This was dangerous territory, he knew, watching Michael settle back down on the bed, sucking greedily on one finger, his eyes never leaving Raphael’s face even as the blue irises misted over with the traces of desire. He lost a precious number of seconds tugging off his boots before crawling in after, positioning himself above Michael as his long hair spilled around them like water. His mind was straining desperately—was this safe? Would anyone walk in on them? He had locked the gate and the front entrance after himself, and the door to the master suite was closed, but there was just no way to be sure.
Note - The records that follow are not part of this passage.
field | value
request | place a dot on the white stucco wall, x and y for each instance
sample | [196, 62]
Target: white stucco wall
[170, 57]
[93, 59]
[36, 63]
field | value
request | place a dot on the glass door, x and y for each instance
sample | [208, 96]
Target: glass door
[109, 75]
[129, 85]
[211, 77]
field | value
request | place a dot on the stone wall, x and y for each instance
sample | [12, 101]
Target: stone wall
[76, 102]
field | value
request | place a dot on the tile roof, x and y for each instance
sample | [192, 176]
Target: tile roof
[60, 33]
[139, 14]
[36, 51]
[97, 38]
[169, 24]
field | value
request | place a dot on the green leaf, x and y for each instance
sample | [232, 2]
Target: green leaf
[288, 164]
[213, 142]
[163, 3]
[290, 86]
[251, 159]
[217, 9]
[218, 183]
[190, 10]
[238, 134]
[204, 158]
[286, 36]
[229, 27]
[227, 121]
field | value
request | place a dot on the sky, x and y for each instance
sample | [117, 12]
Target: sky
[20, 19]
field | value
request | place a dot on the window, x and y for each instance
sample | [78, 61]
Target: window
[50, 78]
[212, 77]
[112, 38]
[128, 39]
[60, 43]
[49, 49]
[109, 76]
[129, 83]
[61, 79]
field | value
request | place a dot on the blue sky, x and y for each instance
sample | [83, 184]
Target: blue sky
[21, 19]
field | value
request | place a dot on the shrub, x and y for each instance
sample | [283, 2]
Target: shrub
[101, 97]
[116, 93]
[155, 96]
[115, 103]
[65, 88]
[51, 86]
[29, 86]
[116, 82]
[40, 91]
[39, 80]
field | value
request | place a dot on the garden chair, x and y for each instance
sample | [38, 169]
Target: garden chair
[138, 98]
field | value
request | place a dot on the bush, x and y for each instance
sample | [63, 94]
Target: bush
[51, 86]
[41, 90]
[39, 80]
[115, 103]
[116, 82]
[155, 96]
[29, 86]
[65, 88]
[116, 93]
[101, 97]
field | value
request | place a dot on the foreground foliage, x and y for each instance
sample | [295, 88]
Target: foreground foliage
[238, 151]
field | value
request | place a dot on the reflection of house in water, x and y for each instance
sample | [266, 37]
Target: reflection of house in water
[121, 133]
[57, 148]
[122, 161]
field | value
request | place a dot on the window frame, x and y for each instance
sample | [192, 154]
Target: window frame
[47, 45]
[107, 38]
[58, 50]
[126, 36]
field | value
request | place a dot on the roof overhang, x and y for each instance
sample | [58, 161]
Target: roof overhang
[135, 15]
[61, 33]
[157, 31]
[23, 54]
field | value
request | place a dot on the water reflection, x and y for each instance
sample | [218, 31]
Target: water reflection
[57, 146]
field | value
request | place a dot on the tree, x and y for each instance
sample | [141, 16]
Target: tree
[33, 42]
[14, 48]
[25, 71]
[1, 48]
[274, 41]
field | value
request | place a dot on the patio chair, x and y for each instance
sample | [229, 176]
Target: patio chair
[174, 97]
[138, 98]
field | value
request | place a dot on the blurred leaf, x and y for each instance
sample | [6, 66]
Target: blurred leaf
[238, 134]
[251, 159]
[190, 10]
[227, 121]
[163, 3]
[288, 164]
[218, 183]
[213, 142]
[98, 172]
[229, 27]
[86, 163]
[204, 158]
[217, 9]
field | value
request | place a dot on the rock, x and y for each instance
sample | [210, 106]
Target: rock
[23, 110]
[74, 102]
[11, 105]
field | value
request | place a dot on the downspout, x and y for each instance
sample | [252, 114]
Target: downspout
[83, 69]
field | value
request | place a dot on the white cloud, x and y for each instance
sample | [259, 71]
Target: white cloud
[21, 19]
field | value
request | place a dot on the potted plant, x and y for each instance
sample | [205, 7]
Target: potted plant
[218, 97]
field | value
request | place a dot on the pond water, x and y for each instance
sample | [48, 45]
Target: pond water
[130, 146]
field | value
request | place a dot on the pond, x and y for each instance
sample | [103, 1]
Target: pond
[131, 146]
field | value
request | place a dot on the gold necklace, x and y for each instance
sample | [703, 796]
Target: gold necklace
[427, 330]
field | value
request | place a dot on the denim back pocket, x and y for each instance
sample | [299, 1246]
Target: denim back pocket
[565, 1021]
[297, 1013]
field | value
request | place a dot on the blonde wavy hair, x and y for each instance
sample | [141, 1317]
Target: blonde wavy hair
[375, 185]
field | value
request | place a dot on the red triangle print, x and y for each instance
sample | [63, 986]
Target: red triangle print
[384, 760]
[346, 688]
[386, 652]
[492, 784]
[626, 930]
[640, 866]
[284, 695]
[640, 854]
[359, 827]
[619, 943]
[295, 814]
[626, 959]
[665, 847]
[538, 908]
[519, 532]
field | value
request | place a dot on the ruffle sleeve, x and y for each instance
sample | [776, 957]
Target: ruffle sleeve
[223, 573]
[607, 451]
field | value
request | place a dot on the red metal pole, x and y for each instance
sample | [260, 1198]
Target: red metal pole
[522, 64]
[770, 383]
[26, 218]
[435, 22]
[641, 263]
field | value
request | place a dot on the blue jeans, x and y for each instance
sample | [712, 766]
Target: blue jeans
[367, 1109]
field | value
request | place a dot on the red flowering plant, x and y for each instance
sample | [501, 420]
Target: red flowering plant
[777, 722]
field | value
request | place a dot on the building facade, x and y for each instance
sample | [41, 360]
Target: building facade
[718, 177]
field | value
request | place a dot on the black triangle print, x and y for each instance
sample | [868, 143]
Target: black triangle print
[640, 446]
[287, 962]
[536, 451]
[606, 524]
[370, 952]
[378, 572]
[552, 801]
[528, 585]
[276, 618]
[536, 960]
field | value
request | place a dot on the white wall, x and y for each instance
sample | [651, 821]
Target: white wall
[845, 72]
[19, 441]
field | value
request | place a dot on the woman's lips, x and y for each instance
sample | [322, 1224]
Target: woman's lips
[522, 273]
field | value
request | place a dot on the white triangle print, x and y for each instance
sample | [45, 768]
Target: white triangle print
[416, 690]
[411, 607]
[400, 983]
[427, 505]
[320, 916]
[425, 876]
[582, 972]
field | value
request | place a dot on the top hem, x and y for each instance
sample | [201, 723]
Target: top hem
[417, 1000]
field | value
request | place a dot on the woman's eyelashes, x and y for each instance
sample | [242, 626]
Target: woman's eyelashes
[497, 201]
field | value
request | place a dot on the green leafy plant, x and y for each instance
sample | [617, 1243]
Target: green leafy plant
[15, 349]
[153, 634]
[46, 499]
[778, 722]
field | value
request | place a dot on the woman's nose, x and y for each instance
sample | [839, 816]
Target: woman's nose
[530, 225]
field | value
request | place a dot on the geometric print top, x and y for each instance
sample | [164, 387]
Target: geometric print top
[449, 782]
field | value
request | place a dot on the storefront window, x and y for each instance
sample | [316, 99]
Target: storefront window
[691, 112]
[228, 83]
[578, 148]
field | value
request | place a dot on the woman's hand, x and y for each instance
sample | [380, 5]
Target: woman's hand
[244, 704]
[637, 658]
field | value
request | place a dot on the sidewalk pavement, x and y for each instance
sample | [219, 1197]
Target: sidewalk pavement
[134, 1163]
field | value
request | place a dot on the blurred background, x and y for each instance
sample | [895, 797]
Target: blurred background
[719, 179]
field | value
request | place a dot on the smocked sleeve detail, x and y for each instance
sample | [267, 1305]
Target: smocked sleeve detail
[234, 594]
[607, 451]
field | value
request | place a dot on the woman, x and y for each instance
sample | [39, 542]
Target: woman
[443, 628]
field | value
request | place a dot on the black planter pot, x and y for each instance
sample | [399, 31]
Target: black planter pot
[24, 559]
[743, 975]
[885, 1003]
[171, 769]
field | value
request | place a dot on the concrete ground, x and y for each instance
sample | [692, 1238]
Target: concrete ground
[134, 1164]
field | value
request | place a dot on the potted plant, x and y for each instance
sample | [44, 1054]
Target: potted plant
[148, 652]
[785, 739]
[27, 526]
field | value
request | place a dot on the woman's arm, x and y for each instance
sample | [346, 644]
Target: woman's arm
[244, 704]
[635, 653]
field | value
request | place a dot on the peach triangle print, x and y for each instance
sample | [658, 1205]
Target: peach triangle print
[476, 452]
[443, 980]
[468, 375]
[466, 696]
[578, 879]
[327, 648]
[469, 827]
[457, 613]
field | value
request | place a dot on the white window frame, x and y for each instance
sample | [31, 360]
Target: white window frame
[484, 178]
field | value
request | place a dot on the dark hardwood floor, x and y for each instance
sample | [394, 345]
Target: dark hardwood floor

With a keening sigh, Michael reached up and pulled lightly at his collars, and then Raphael was covering his body with his own, dragging skin against hot skin as he pressed his parched lips to Michael’s neck. He smelled warmth, the rose-scented soap that Michael had always favored, striking a stark contrast against the sharp, musky edge of the rain water on his own clothes and skin.

They parted from another long kiss, panting for breath. Raphael braced himself on his elbows, and suddenly felt Michael’s fingers on his face, skimming their way up the contour of his cheeks in light, feathery touches. His lips quirked up into an unreadable smile. Behind Raphael sternum, his heart was pounding out a painful tattoo, but he couldn’t tear his eyes away.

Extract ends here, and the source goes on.